ただし、日進という急速な成長は、人格に優れた人物であり周囲の手助けを借りて急速に成長するものを意味すると荀子は述べているため、「日進月歩」はいわば、人格者のみが自分の人徳を利用して自らを急成長させるということになります。
よって、日本に「日進月歩」という言葉が広がった際には、人徳という部分が欠落していて、単に急速に成長するという意味しかありません。
「日々精進」とは?
「日々精進」は、「日進月歩」が飛び級で急成長するようなものであるに対して、こちらはコツコツと努力して一歩一歩成長するという意味です。
よって、飛び級で急成長こそできませんが、着実にだんだんと成長する様子から、日本人が好む言葉として定着した言葉になります。
この言葉の反対の言葉が、何の努力もしないという意味を持つ「一暴十寒」という四字熟語になります。
「日進月歩」と「日々精進」の違い
両者の違いは、中国の思想家の考えをもとにした言葉であるか、日本人の思想を取り入れた四字熟語であるかです。
そのうえで両者の位置が違う点も着目すべくポイントで、「日進月歩」は、飛び級で急成長することであるに対して、「日々精進」は、飛び級こそできませんが日頃の努力によって確実に成長することになるため、両者の違いは成長するスピードでもあるのです。
まとめ
「日進月歩」については、中国の思想家の考えをもとに言葉が構成されており、日進が、人徳を指し、月の歩みがものすごく高速な速度で成長することを意味する言葉になります。
ただ、この言葉、本来は、人徳者であるがゆえ、周囲が手助けをして人徳者の成長を急成長させるというものなので、言い方としては、人徳がある者だけが急激に成長するという解釈になります。
よって、現在の日本で使用されている「日進月歩」については、人格者が急激に成長をするという部分が欠落しているのです。

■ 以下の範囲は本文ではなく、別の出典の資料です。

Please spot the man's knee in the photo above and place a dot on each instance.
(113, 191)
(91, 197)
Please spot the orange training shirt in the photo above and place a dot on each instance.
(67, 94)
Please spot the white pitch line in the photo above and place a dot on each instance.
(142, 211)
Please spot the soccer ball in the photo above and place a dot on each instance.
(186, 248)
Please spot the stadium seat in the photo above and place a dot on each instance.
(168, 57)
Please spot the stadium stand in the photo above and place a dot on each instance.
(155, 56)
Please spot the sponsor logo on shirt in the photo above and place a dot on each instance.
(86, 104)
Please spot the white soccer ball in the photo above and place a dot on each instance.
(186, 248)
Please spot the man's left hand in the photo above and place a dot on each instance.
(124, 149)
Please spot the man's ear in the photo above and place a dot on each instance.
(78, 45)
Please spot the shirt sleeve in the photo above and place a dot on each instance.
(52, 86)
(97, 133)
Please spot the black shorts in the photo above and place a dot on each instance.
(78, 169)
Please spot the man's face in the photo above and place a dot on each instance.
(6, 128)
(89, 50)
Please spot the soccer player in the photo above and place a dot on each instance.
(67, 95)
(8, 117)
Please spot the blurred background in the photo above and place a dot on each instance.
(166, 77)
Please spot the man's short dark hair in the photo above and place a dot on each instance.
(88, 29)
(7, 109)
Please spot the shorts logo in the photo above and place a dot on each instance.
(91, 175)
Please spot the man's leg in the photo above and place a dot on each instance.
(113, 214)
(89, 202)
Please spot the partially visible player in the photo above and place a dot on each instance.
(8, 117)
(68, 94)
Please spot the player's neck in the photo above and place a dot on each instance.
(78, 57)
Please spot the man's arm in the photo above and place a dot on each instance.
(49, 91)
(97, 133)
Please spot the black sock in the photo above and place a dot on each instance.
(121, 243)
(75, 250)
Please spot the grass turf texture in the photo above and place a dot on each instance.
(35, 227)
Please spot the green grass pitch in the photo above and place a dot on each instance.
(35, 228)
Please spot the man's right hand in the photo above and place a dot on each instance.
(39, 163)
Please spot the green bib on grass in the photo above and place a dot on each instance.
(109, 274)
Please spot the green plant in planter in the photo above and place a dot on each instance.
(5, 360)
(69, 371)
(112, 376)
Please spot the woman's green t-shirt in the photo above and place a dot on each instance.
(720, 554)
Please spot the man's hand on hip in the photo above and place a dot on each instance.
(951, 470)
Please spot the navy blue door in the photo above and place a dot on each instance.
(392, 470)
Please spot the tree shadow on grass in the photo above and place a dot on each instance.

一方、「日々精進」は、日本人が受け入れた思想の一つで、飛び級という概念こそありませんが、常日頃から努力していれば恐らく成長するだろうという思想です。
両者とも思想になるんですが、中国の方の思想は、手助けをしてもらって成長するという概念が実は存在していて、それらは人格者でないと誰もその人物を助けないため急成長は望めないというかなりシビアな考え方です。
ちなみに、荀子の思想は、儒教の思想ゆえ、かなりシビアなものが大変多く、人間は生まれた瞬間から悪人だというのもシビアすぎる考え方になり、人間という生き物自体がすべてにおいて生まれた瞬間から悪人だというシビアな書籍を作り上げ、孟子という人物に対してことごとく反対の意見の書物を作り上げました。